The Society for Coronary Angiography (SCAI) has issued a statement, endorsed by the Alliance of Cardiovascular Professionals (ACVP), providing advice on the economics of cardiovascular cath labs and how they can be financially viable.
The aim of the document is to “illuminate general economic principles of CCL [cardiovascular catheterisation laboratory] operations and provide details that can be used immediately”.
James C Blankenship (Geisinger Medical Center, Danville, USA) and colleagues say: “Understanding the economics of cath labs is essential for physicians, administrators, and other cardiac cath lab personnel as they strive to balance the best possible patient care with fiscal constraints and competing demands for resources.”
Published in Catheterization and Cardiovascular Interventions, the recommendations include details on how to align strategy, personnel, and culture with leadership, organisation, and processes, and how to optimise profitability, as well as on the relationship between efficiency and reducing expenses.
Revenue optimisation, the authors suggest, “requires accurate documentation and coding of procedures, comorbidities, and complications. In fee-for-service and bundled payment reimbursement systems, higher volumes of procedures yield higher revenues.” Additionally, they say, a “halo effect” from collateral services, combined with negotiating lower prices with vendors, can be used to aid the introduction of expensive new procedures that improve patient care.
The document offers strategies for “surviving and thriving” in an era of health reform, with tips on how to maximise revenue in fee-for-service reimbursement systems, and on how to minimise both cath lab and non cath lab expenses. It explains the economics of new procedures, and offers instructions on “how to make them at least break even”.

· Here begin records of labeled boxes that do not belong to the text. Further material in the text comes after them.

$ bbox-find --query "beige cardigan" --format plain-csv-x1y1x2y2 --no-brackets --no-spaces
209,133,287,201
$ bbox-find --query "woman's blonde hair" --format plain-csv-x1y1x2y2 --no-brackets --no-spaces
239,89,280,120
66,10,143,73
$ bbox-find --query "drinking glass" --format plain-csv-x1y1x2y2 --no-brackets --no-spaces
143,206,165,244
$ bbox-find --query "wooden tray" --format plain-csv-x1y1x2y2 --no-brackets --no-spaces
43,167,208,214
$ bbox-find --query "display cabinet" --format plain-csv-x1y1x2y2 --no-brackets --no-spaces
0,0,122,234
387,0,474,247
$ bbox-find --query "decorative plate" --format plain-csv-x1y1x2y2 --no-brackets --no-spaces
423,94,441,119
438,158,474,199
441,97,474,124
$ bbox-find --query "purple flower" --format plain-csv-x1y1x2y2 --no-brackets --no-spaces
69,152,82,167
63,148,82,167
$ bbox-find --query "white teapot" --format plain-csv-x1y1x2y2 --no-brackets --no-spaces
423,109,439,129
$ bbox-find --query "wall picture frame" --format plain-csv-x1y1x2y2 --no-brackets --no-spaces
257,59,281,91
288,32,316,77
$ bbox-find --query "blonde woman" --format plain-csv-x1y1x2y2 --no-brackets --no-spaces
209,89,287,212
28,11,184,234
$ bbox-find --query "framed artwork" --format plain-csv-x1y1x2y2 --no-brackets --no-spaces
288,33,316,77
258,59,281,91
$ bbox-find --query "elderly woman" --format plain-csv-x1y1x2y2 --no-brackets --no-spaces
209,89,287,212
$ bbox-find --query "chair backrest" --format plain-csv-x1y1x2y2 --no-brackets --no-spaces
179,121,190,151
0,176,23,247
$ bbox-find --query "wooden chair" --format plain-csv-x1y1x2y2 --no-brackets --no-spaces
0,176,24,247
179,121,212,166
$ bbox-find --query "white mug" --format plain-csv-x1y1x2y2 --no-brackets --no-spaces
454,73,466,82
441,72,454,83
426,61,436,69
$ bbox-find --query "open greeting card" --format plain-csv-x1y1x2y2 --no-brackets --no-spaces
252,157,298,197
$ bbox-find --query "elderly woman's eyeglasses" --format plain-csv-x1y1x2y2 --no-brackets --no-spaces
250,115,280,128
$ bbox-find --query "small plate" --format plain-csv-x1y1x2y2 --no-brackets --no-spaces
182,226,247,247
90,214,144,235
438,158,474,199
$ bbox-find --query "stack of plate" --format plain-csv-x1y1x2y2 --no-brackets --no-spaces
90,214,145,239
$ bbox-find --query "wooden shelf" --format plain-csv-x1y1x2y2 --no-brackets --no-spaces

And the statement advises that “fiscal considerations should never eclipse quality concerns. High quality CCL care that prevents complications, increases efficiency, reduces waste, and eliminates unnecessary procedures represents a win for patients, physicians, and CCL administrators.”

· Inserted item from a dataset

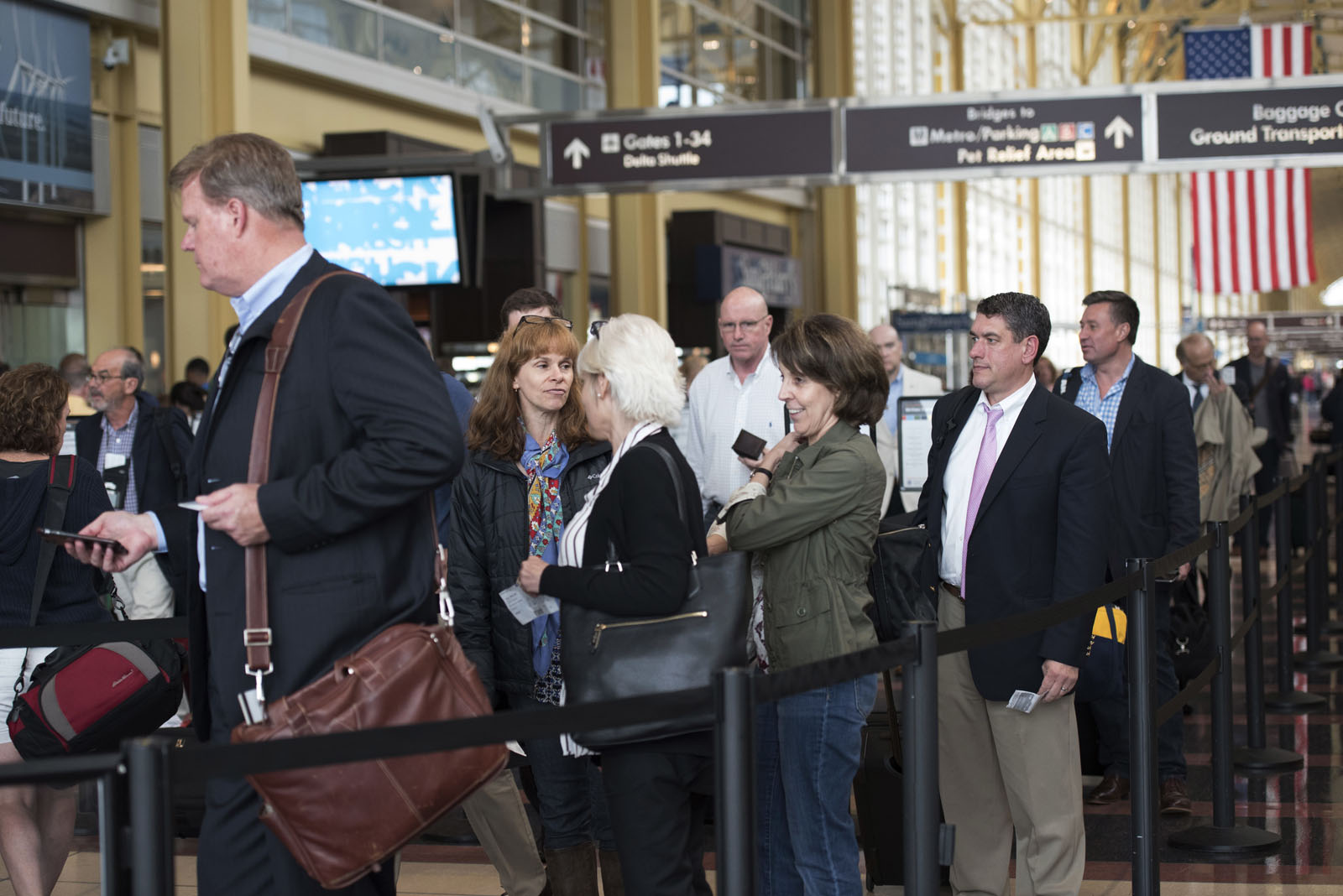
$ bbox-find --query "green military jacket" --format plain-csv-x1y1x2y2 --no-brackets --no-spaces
727,421,886,670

According to the authors, service expansion is crucial. They point out that, as the volume of interventional coronary procedures has declined, structural procedures have stabilised CCL volumes and revenues. “When clinically appropriate, increase a CCL’s scope of practice to include peripheral procedures, implantable rhythm recorders, pulmonary artery pressure monitoring devices, and other new procedures.”
But the statement cautions against adopting new technology before it has proved its worth, and proposes that the cost-per-case can be reduced by maximising the number of procedures performed per piece of equipment per day, given that capital equipment is a fixed expense. This can be achieved by “minimising CCL down time, and operating the CCL during evenings and weekends”.
A change in the focus of reimbursement models from fee-for-service to patient centred quality measures and value has created opportunities and challenges for outpatient facilities, say Blankenship et al. They predict an expanding role for outpatient centres as procedures become less invasive and there is less conversion to open surgery: “In the future, outpatient facilities will likely offer lower cost, high quality, and higher patient satisfaction compared to inpatient facilities for elective cardiovascular procedures.”
To maximise quality, the statement proposes that three measures should be addressed—structure, process, and outcomes—both at cath lab level and at the level of individual physicians. However, it cautions: “Physicians and administrative leaders must ensure that strategies to control costs … do not compromise quality or safety.”
Blankenship et al conclude: “An efficient CCL can provide superb cutting-edge patient care, excellent patient experience, extreme employee workplace satisfaction, and financial support for other less profitable hospital programs.”